U.S. President Donald Trump is inviting nine North Korean defectors to the White House to discuss human rights abuses by the Pyongyang regime, Radio Free Asia reported.

“A number of sources have told us that nine North Korean defectors will meet with President Trump for about 30 minutes from 9 a.m. Friday at the White House,” RFA reported on Thursday. “They will describe the situation across the border to Trump, National-security adviser H.R. McMaster and other White House officials.”

RFA reported that the defectors include Ji Seong-ho, head of Now Action & Unity for Human Rights in Seoul, and an RFA reporter who defected from the North.

Ji received a standing ovation at Trump’s state of the union address Tuesday.

The White House is hosting a press briefing by Matt Pottinger, deputy assistant to the president and senior director for Asia, on Friday afternoon, who will be joined by “special guests,” likely to be the defectors.

“Donald Trump singled out a North Korean defector during the State of the Union address, seeking to turn the human-rights activist into a symbol of the brutality of Kim Jong-un’s regime,” the Wall Street Journal reported Thursday.

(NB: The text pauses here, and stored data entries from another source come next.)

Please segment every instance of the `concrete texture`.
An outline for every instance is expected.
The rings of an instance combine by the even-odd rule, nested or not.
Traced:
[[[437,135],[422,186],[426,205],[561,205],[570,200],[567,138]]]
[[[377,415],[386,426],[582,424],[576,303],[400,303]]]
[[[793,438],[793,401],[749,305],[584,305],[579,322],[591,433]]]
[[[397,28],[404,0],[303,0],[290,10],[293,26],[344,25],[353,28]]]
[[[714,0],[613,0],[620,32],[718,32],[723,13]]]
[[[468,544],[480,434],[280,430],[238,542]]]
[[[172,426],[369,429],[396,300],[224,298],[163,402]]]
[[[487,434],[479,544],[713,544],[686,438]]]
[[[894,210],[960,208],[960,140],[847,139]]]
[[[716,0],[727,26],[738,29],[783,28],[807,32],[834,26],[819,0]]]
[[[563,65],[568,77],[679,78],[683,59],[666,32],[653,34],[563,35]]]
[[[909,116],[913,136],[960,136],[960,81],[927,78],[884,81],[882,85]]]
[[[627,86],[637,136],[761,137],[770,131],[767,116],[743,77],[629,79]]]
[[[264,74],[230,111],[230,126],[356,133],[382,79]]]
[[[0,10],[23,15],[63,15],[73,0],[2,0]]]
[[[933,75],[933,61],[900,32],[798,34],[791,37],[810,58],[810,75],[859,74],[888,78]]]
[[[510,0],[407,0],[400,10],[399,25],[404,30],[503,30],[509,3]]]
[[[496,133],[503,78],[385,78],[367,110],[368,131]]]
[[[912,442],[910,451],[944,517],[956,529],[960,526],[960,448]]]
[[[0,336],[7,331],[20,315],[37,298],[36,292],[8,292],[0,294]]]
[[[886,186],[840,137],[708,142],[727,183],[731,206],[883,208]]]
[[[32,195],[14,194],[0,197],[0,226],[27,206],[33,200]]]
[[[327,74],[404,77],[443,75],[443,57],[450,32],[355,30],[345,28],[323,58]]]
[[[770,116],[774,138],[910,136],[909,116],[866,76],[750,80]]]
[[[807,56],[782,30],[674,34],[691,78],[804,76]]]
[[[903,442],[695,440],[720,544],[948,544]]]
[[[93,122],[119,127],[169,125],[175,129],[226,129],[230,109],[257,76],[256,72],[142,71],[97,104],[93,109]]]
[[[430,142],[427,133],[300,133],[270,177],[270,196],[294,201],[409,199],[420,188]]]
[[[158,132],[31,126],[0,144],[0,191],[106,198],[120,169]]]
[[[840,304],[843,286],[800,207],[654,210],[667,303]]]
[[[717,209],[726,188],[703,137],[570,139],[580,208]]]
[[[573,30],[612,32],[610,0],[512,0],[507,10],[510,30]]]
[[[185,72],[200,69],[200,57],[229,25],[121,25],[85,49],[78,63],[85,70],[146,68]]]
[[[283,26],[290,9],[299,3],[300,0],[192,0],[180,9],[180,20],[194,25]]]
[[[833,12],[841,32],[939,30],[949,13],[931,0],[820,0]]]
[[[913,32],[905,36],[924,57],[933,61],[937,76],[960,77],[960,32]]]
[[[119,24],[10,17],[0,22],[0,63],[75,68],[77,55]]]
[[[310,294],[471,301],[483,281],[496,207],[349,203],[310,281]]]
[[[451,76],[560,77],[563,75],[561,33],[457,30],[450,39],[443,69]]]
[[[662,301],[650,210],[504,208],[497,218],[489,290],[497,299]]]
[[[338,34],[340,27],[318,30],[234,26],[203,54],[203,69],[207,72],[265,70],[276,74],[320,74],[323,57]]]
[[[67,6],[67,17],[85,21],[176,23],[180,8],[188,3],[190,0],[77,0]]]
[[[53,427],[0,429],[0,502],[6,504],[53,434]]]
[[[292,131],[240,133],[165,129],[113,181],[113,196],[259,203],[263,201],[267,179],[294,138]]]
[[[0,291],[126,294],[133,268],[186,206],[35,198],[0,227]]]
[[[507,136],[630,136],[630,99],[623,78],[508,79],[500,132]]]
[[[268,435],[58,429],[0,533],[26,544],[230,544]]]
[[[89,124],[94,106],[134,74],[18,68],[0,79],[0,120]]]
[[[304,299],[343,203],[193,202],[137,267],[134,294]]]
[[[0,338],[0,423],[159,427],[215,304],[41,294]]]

“The North cringes every time the human rights issue is brought up in the international arena, like when the United Nations adopts resolutions that criticize North Korea for its human rights abuses,” said Kim Hyun-wook, a professor of American Studies at the Korea National Diplomatic Academy. “You can tell by the way the North uses its state media to strongly criticize these UN resolutions. If President Trump keeps up the resolute stance against the North, it will probably make the prospects for U.S.-North dialogue less likely in the near future.”

Kim added that the move may be a message for South Korea as well.

“Some experts analyze the move as a message for the Moon Jae-in administration,” he said, “to tell the South not to veer from the U.S. approach of strong sanctions and pressure on the North.”

The two Koreas decided to field a joint women’s ice hockey team at the PyeongChang Winter Olympics taking place from Feb. 9, for the first time in Olympic history.

Seoul and Pyongyang on Jan. 9 held their first high-level talks since December 2015. The two Koreas restored a military hotline that had been suspended since February 2016.

“U.S. attention to human rights sends signals to other members of the six-party talks,” said Leif-Eric Easley, associate professor of international studies at Ewha Womans University in Seoul.

“And it reminds Seoul that while coordinated engagement is desirable, no one should give the Kim regime a blank check for the sake of conflict avoidance and dialogue.”

“By bringing up the North’s human rights issue, Trump may gain some acknowledgement by the international community,” said a source of the JoongAng Ilbo’s in Washington D.C. “Trump can improve his image as a rational president and his move is probably welcomed by the Republican Party as it prepares for midterm elections on November.”